I’m still amazed at just how much better a similar spin-off game is.
RECOMMENDATION:

Only for die-hard Dynasty Warriors fans.

I’ll be honest; I don’t know much about the history of the Dynasty Warriors series, so I can’t provide you a comprehensive look at the differences from the last iteration of the series. From what I understand, there have been a number of improvements, including a more directed story experience with better character development, better graphics, more varied characters, and the inclusion of weapon machinery that can be utilized in battle. From a newcomer’s perspective, the additions don’t seem to make the game very interesting. Players can expect hours upon hours of grinding through underpowered enemies with little to break up the experience and keep it fresh. Having played the game side by side with Samurai Warriors: Chronicles, it’s clear that Dynasty Warriors doesn’t have the same flair as its spin-off series.

Being that both Samurai Warriors and Dynasty Warriors are such similar games, it was hard for me to pinpoint what was to cause such a disparity in my enjoyment. As it turns out, the objectives were the main cause of my dissatisfaction with Dynasty Warriors. In Samurai Warriors, while you are doing the same thing (hack ‘n’ slashing thousands of enemies), the objectives there were always evolving and changing and were extremely varied. Dynasty Warriors 7 is more straightforward, with simpler objectives and less sudden new objectives to complete.

The resulting gameplay is much less interesting, leaving you to look forward only to button-mashing your way through more enemies. Even in co-op, both locally and online, the experience still feels flat and lifeless. Part of the problem, I’m sure, has to do with the sheer amount of content in the game. While playing through the Chronicles mode, the game shows you a honeycomb map that you must progress through; it’s enormous. That daunting sight makes it that much harder to get through the bland, unchanging battles.

Even worse, Chronicles mode is more of an ancillary quest, leaving the entire main quest of more of the same to work through. While Dynasty Warriors fans will love the avalanche of content, everyone else will likely grow tired of performing the same tasks ad infinitum.

In terms of difficulty, the game seems to always be one step ahead of you, forcing a replay of particular challenges in order to level up your character and earn new weaponry, both of which will stick with you regardless of losing the battle. Needless to say, replaying the same mission that feels the same as the other missions is doubly frustrating and downright unappealing.

The game earns its only points on having a plethora of weapons and fighters all of which slightly vary the fighting experience. In very short bursts, the game can be tolerable, but with a number of preceding titles with exactly the same gameplay, it makes no sense to spring for the latest when the rest are more than sufficient.

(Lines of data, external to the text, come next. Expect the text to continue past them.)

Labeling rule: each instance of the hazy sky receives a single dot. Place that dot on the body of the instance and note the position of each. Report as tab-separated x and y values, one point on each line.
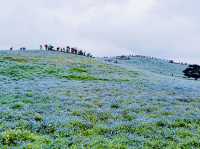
161	28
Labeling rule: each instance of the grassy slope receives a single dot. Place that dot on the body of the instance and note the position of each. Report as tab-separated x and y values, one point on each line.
55	100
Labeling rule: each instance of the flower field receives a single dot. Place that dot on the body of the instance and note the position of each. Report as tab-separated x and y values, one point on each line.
58	100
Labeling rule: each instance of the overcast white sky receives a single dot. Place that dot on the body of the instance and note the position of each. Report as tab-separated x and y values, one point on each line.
161	28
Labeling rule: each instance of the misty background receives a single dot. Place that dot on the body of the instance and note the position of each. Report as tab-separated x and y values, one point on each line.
160	28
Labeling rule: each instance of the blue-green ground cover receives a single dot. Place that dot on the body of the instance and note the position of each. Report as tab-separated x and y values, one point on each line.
56	100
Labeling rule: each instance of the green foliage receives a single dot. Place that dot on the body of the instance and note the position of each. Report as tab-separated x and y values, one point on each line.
83	78
15	137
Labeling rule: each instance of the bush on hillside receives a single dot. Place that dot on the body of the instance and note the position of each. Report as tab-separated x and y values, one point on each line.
193	71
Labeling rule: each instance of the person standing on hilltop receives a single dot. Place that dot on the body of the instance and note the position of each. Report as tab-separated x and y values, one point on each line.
41	47
46	47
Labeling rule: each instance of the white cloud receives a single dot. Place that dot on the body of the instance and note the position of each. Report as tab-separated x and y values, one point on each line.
168	29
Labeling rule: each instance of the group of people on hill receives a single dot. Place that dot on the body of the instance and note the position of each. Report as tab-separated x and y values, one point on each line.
67	49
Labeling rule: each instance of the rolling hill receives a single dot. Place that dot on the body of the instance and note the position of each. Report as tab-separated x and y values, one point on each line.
58	100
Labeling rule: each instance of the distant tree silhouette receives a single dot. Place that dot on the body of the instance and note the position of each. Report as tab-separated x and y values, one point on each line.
193	71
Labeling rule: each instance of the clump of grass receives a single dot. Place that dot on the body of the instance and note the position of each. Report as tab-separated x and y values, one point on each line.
80	126
16	137
38	117
83	78
29	94
15	59
76	113
115	106
127	116
17	106
78	70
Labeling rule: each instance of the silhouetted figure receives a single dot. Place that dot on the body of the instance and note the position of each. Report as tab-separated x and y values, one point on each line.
22	48
74	50
46	47
50	47
41	47
58	48
80	52
68	49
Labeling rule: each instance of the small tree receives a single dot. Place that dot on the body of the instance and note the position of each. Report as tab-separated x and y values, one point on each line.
193	71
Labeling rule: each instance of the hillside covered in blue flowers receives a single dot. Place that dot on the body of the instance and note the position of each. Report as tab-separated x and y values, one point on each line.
57	100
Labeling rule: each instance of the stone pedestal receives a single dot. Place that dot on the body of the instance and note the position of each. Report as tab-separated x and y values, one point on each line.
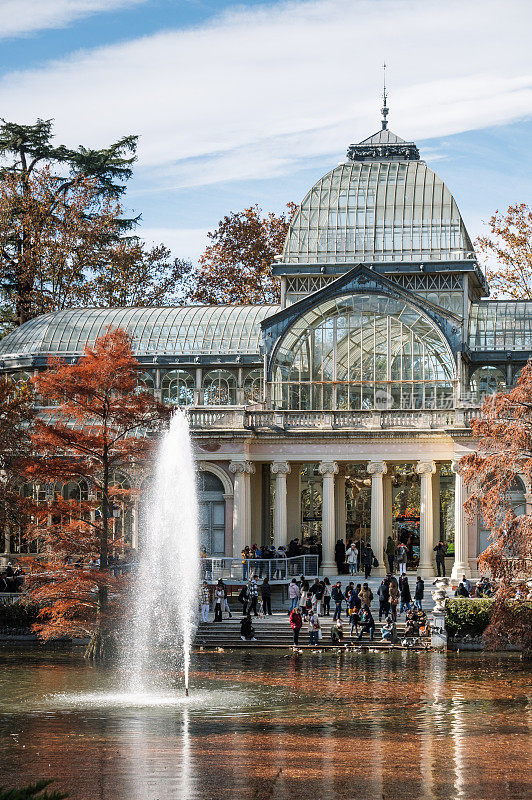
280	518
377	470
426	469
328	469
461	561
439	634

It’s hard to say much more about Dynasty Warriors 7. You run around and hack ‘n’ slash enemies, completing objectives based around killing enemies, particularly the more adept captain enemies. The rest are merely speed bumps that slow you down but offer no challenge. The overwhelming amount of content only further turned me off from the experience as I had no desire to complete all of it in order to beat the game.

If you want to try out the Warriors series, stick with Samurai Warriors. It’s far more dynamic and with co-op included, it’s good fun with a friend or family member. Dynasty Warriors 7 is best left to its staunch supporters who will undoubtedly love more of the same. And there’s nothing wrong with that – the experience just isn’t for most gamers.

Review Policy

In our reviews, we'll try not to bore you with minutiae of a game. Instead, we'll outline what makes the game good or bad, and focus on telling you whether or not it is worth your time as opposed to what button makes you jump.

We use a five-star rating system with intervals of .5. Below is an outline of what each score generally means:


All games that receive this score are standout games in their genre. All players should seek a way to play this game. While the score doesn't equate to perfection, it's the best any game could conceivably do.


These are above-average games that most players should consider purchasing. Nearly everyone will enjoy the game and given the proper audience, some may even love these games.


This is our middle-of-the-road ranking. Titles that receive three stars may not make a strong impression on the reviewer in either direction. These games may have some faults and some strong points but they average out to be a modest title that is at least worthy of rental for most.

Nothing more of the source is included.